There are limited data regarding the fertility outcomes of interventions in men with obesity. Nevertheless, a patient consultation about fertility is an opportunity for a GP to establish a therapeutic relationship with the patient and to promote lifestyle modifications and weight loss that will have long-term cardiovascular benefits. These include tobacco cessation, avoidance of excessive alcohol and promotion of moderate exercise. Identified comorbidities, such as diabetes, dyslipidaemia and OSA, should also be treated. Treatment of OSA with continuous positive airway pressure (CPAP) has been shown to increase testosterone levels.

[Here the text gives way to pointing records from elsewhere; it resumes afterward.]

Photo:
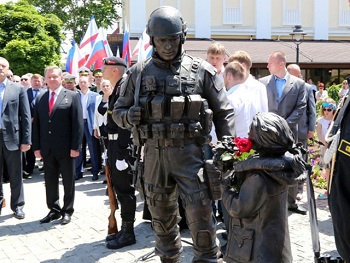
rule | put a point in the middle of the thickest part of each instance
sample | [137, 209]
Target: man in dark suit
[32, 93]
[88, 101]
[57, 138]
[307, 123]
[15, 136]
[286, 97]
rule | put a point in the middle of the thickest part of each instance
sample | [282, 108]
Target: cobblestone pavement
[83, 239]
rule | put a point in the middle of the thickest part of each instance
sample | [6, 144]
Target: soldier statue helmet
[166, 21]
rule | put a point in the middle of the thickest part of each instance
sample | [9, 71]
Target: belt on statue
[112, 136]
[171, 142]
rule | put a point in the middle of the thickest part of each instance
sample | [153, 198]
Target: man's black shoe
[52, 215]
[95, 177]
[27, 175]
[66, 219]
[299, 210]
[122, 240]
[111, 237]
[19, 214]
[78, 176]
[224, 235]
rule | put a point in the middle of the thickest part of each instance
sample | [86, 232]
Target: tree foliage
[28, 40]
[76, 14]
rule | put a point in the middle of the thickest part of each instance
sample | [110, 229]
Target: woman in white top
[344, 89]
[321, 94]
[100, 119]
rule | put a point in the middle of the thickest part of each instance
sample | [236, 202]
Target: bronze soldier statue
[172, 98]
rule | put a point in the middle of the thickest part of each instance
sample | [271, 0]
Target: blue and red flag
[89, 38]
[97, 55]
[126, 46]
[75, 59]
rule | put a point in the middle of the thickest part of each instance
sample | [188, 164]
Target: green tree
[28, 40]
[76, 14]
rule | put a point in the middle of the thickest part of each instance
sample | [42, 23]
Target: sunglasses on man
[324, 109]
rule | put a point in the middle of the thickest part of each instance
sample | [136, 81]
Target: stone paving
[83, 239]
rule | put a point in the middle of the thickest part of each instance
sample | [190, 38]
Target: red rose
[243, 144]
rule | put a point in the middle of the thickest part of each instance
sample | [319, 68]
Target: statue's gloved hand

Weight loss can reverse the hormonal abnormalities seen in overweight men, while also improving comorbidities such as OSA.17 Biochemical changes that correlate with weight loss include increases in serum testosterone and sex hormone binding globulin levels and decreases in oestradiol levels. Nonsurgical approaches to weight loss include low-calorie diets, increased physical exercise and sometimes pharmacological therapy to help maintenance of weight loss. Bariatric surgery allows greater and more sustained weight loss. Reduced BMI in men after bariatric surgery has been shown to improve their sexual desire and satisfaction, as well as erectile function.18
There is emerging evidence to suggest a beneficial effect of weight loss through lifestyle modification on sperm parameters including DNA fragmentation.19 The impact of bariatric surgery is less clear, with some studies demonstrating reduced sperm defragmentation following surgery, whereas others have observed decreased or no impact on sperm concentration and/or motility.20,21
Importantly, the effects of paternal obesity on spermatogenesis are likely to be at most modest, with most male subfertility and significant sperm defects being a result of intrinsic disorders of spermatogenesis rather than solely attributable to BMI. It would thus be remiss to overstate the effects of overweight on fertility and to rely exclusively on weight loss as a cure for subfertility in men with obesity.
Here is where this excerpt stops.